Vor 45.713 Zuschauern im Parc de Prince sorgte zunächst Branislav Ivanovic (36.) für die Führung für Chelsea. Nach der Pause erzielte Edinson Cavani (54.) den Ausgleich. Der FC Chelsea bleibt somit auch im siebten CL-Spiel der Saison ungeschlagen.

Das Rückspiel an der Stanford Bridge findet am 11. März statt.

Die Reaktionen:

Jose Mourinho (Trainer Chelsea): "Ich denke, das 1:1 spiegelt die beiden unterschiedlichen Hälften wider. Wenn man aber danach geht, wer die besseren Chancen kreiert hat und die Torhüterleistung von Thibaut Courtois betrachtet, muss man ehrlich sein: Paris war näher am Sieg dran.

David Luiz (Verteidiger Paris Saint-Germain): "Ich denke, dass wir die Partie hätten gewinnen können. Wir haben gut gespielt, sie hatten eine Chance - die haben sie allerdings genutzt. Dennoch haben wir im Rückspiel alle Chancen auf die nächste Runde. Wir müssen das Spiel einfach nur gewinnen, darauf liegt unser Fokus."

Der SPOX-Spielfilm:

Vor dem Anpfiff: Paris geht mit Verletzungssorgen in die Partie, da PSG-Coach Blanc in der Liga zuletzt eine ganze Reihe angeschlagener Spieler einsetzte und anschließend fünf Mann (!) verletzungsbedingt vom Feld nehmen musste. Mit Cabaye, Lucas und Aurier müssen nun drei Stammspieler passen. Luiz rutscht deshalb erstmals im PSG-Trikot ins Mittelfeld, der fragliche Matuidi kann spielen.

Auch Mourinho tauscht auf einigen Positionen. Im Kasten bekommt Courtois mal wieder den Vorzug vor Cech, in der Innenverteidigung ersetzt Cahill Zouma. Fabregas ist rechtzeitig fit geworden, der in der Liga zuletzt gesperrte Costa startet in vorderster Front.

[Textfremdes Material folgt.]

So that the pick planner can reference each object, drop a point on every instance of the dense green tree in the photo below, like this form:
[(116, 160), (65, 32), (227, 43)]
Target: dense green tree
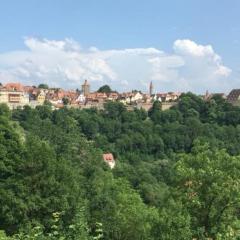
[(209, 184)]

11.: Doppelchance für PSG! Von der linken Seite flankt Cavani in die Mitte, wo Matuidi hochsteigt. Mit einer starken Parade klärt Courtouis dessen Kopfball aber. Da Chelsea die Kugel nicht wegbekommt, bekommt auch Ibrahimovic noch die Kopfballchance - wieder ist Courtois zur Stelle.

26.: Erstmals gelingt es Chelsea, hinter die massive Mittelfeldkette zu kommen. Hazard bekommt über Umwege die Kugel rechten Strafraumeck, zieht in Richtung Grundlinie und scheitert aus zu spitzem Winkel an Sirigu.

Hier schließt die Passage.